その瞬間、胸を刺すような寂しさが僕を襲った。
握りしめていた『時間羅針盤』が、ポケットの中で灼熱を帯びる。
カチカチカチッ!
けたたましい音と共に、羅針盤の針が狂ったように回転し、ぴたりと一点を指した。
刹那、僕の視界が歪む。夕焼けに染まる街並みが色を失い、灰色で、静まり返った別の街の風景がフラッシュバックした。そこには『青春の残響』の煌めきなどどこにもなく、人々は無表情に、ただ同じ歩幅で歩いている。それは一瞬の幻。だが、脳裏に焼き付いて離れない、冷たい既視感だった。
第三章 時計仕掛けの図書館
あの幻影は何だったのか。答えを求め、僕は街の中央に聳える大図書館の重い扉を開けた。埃と古い紙の匂いが、時間の澱のように鼻腔を満たす。この図書館の地下には、街の創設以来の記録が眠っていると聞く。
「何かお探しかな、少年」
不意に背後から声をかけられ、振り返ると、そこに物静かな老人が立っていた。銀縁眼鏡の奥の瞳が、探るように僕を見つめている。名札には『司書長 クロノス』とあった。今日の僕は一二歳の姿だった。
「この街の……古い歴史について知りたくて」
僕がおずおずと差し出した『時間羅針盤』を見て、クロノスの目が微かに細められた。
「ほう。珍しい羅針盤だ。針が一本しかない。まるで、始まりも終わりも示さない、永遠の『今』を指し示しているようだ」
彼は僕のコンパスを指先でそっと撫でた。ひやりとした感触が僕の肌を粟立たせる。
「失われた時を探しているのかね? それとも……時そのものを、疑っているのかな?」
その声は穏やかだったが、僕の心の奥底まで見透かしているような響きがあった。彼はこの世界の何かを知っている。僕が迷い込んだ迷宮の、設計者の一人であるかのような、絶対的な静けさをまとっていた。
第四章 きみの卒業式
ヒカリの『青春の残響』は、満月の夜に訪れた。
僕たちの母校のグラウンド。彼女が目を閉じると、その身体から柔らかな光の粒子が溢れ出し、周囲の空間を満たしていく。夏の夜の匂いが、文化祭の日の焼きそばの匂いに変わる。肌を撫でる風が、体育祭の日に感じた熱い声援の響きを運んでくる。彼女の青春が、美しく編集された映画のように再生されていく。

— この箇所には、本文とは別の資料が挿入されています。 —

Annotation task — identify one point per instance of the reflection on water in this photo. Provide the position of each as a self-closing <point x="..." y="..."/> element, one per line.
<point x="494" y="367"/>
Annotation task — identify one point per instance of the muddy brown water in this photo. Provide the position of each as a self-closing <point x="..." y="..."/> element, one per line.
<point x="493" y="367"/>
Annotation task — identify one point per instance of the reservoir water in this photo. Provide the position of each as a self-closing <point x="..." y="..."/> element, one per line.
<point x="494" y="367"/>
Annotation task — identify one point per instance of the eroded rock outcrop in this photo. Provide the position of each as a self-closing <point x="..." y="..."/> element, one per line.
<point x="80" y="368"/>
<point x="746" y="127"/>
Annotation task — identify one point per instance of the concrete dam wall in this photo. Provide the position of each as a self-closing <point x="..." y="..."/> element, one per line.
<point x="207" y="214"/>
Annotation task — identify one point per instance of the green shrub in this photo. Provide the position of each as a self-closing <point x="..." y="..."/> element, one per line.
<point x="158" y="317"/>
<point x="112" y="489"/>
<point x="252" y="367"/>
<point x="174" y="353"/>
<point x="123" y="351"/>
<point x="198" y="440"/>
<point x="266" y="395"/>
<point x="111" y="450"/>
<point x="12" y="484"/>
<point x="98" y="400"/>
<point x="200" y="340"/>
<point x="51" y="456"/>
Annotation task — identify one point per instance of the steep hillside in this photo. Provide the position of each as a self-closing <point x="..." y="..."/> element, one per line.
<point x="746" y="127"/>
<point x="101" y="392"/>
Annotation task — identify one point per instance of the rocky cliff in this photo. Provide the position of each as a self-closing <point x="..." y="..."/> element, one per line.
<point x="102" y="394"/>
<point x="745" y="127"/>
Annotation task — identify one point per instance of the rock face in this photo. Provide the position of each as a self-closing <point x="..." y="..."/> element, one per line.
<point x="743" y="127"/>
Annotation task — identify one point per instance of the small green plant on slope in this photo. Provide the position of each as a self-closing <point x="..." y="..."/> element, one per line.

そこにいる誰もが、その光景にうっとりと見惚れていた。僕を除いて。
僕には見えた。彼女が部活で挫折して泣いた日の記憶が、努力の記憶へと巧妙にすり替えられるのを。僕と大喧嘩して口も利かなかった一週間の記憶が、綺麗に消去されているのを。
「ヒカリ……」
彼女を失う悲しみが、絶望が、僕の感情の堤防を決壊させた。僕は再び一七歳の青年の身体を取り戻し、その激しい揺らぎが、右手に握る『時間羅針盤』に流れ込む。
――ガチッ!
羅針盤の針が、真上を指して停止した。
世界が、止まる。
いや、違う。世界の裏側が剥き出しになったのだ。
ヒカリの美しい残響の向こうに、僕は見た。巨大な時計仕掛けの歯車が噛み合い、街全体を覆っているのを。そして、クロノスのようなローブを纏った『時間管理者』たちが、人々から溢れ出た記憶の光――特に、苦悩や悲しみ、怒りといった負の感情――を抜き取り、吸収している光景を。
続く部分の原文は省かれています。